En 100 ans, on peut considérer que des progrès considérables ont été réalisés. On sait maintenant que le cancer est une maladie de la cellule. C’est une anomalie du développement des cellules avec une sorte d’anarchie du développement cellulaire. Les rayons agissent précisément sur ce fait de développement anarchique des cellules. Ils entraînent la mort cellulaire par lésion du génome.

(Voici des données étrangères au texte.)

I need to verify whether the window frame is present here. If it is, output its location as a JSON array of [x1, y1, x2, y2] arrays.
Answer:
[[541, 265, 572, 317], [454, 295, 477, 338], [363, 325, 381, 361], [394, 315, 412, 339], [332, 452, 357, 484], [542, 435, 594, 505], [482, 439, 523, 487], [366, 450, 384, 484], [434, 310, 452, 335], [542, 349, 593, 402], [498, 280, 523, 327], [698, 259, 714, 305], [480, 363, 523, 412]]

La deuxième référence est celle de l’innovation qui a comme fondement le «  Graal du radiothérapeute » qui selon Michel Serres se résume à la formule suivante : « Irradier la tumeur, toute la tumeur, rien que la tumeur ». L’innovation est donc la recherche par tous moyens de la précision. Chaque innovation technologique apporte une réponse qui, comme dans toute quête du Graal, ne peut être que momentanée. A travers l’imagerie, qu’il s’agisse de la scintigraphie ou de l’imagerie embarquée, se pose la question lancinante de la précision dans la mesure où les effets des rayons portent sur l’ensemble des cellules qu’elles soient saines ou malades

Enfin, la radiothérapie est une bonne illustration de la confrontation dramatique entre l’homme et la machine. Le cyclotron, présent à Orsay, pèse plus de 100 tonnes. Le diamètre du bras isocentrique est de 10 mètres. L’épaisseur des murs, qu’heureusement le patient traité ne va pas pouvoir considérer, est de 3 mètres. Et le coût de l’opération dépasse les 40 millions d’euros. Autour de ces masses de technologie, il faut imaginer un homme ou une femme et quelquefois un enfant, un seul, puisque la sécurité veut que ceux qui servent la machine soient à distance. Personne ne peut être insensible à ce drame et à l’angoisse du patient face à l’apparence de puissance absolue de la machine.

Et il y a là un vrai problème qui ne peut d’ailleurs pas trouver de réponse définitive car en réalité il s’agit d’une question de contact et d’humanisation de la technique à travers ceux qui la servent au profit des patients. Cela passe par les explications afin d’humaniser la technique – est-ce possible ? – et de rassurer.

Ces propos rassurants peuvent parfois entraîner une sorte de banalisation du traitement, d’autant plus que la brièveté des séances peut donner à des personnes qui ont été angoissées par l’annonce et les conditions de leur traitement le sentiment que ce n’est finalement pas si prenant et que les conséquences, au moins à court terme, sont légères. Certains radiothérapeutes éprouvent quelques fois des difficultés à convaincre les patients que le calendrier établi pour leur traitement n’est pas compatible avec le calendrier des vacances.

Les traitements de radiothérapie sont toujours plus efficaces, de mieux en mieux ciblés, toujours plus sophistiqués d’un point de vue technologique mais il faut garder à l’esprit qu’ils ne peuvent répondre à eux seuls à l’angoisse et à la détresse des patients.

M. Claude BIRRAUX : Je remercie le Professeur Huriet pour cette brillante conclusion, ainsi que l’ensemble des orateurs.